The industry reiterated its support for the National Housing Accord target of delivering 1.2 million homes over five years and said it backed policies that would help achieve that goal.

It pointed to initiatives such as the Housing Australia Future Fund, the National Planning Reform Blueprint and updates to the National Construction Code as positive steps.

An aerial photo of suburban houses.  PropTrack data shows home prices rose this month in most markets.
▲ The groups said private investors finance up to two in every five new homes built across the country.

“At a time when interest rates are rising, a war is waging and the country is in a housing crisis, now is the time to introduce policies that turbocharge new housing supply,” the statement said.

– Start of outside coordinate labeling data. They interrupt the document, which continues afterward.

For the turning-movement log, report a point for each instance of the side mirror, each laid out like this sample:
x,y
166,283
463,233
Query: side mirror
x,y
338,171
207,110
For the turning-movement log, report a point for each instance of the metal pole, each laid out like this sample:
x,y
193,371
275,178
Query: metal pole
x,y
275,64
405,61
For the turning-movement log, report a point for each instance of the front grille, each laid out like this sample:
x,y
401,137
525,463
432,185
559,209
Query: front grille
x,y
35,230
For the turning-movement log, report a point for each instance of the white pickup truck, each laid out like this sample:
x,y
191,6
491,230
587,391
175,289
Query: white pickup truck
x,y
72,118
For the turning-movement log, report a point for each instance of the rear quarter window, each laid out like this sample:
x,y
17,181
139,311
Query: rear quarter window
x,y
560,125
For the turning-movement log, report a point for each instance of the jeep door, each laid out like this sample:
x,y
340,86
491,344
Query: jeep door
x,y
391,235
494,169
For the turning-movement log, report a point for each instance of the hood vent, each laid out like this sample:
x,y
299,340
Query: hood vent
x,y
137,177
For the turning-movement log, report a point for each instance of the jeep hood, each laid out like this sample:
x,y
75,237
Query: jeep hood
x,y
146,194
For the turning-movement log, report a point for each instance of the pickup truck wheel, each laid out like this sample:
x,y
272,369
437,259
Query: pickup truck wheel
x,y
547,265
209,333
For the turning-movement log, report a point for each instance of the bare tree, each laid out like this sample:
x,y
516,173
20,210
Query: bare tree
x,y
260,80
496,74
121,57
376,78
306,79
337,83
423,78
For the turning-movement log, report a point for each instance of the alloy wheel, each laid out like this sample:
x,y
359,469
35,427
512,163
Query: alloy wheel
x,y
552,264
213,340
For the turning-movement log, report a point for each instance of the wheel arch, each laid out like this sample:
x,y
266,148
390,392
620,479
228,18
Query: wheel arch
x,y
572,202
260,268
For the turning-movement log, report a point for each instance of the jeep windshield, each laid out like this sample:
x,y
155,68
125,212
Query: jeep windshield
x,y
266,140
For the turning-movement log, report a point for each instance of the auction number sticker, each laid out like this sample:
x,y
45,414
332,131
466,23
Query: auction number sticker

The groups emphasised the critical role of private investors, noting they finance up to two in every five new homes built across the country.

They argued that reducing incentives such as negative gearing or the capital gains tax discount would lead to a decline in rental property investment over time.

This, they said, would result in fewer rental properties and place upward pressure on rents as supply tightens.

“Housing policy demands a holistic approach,” the groups said, warning against isolated tax changes that could have unintended consequences.

They said the federal budget represents a pivotal moment for housing policy and urged the government to prioritise measures that support a sustained increase in supply.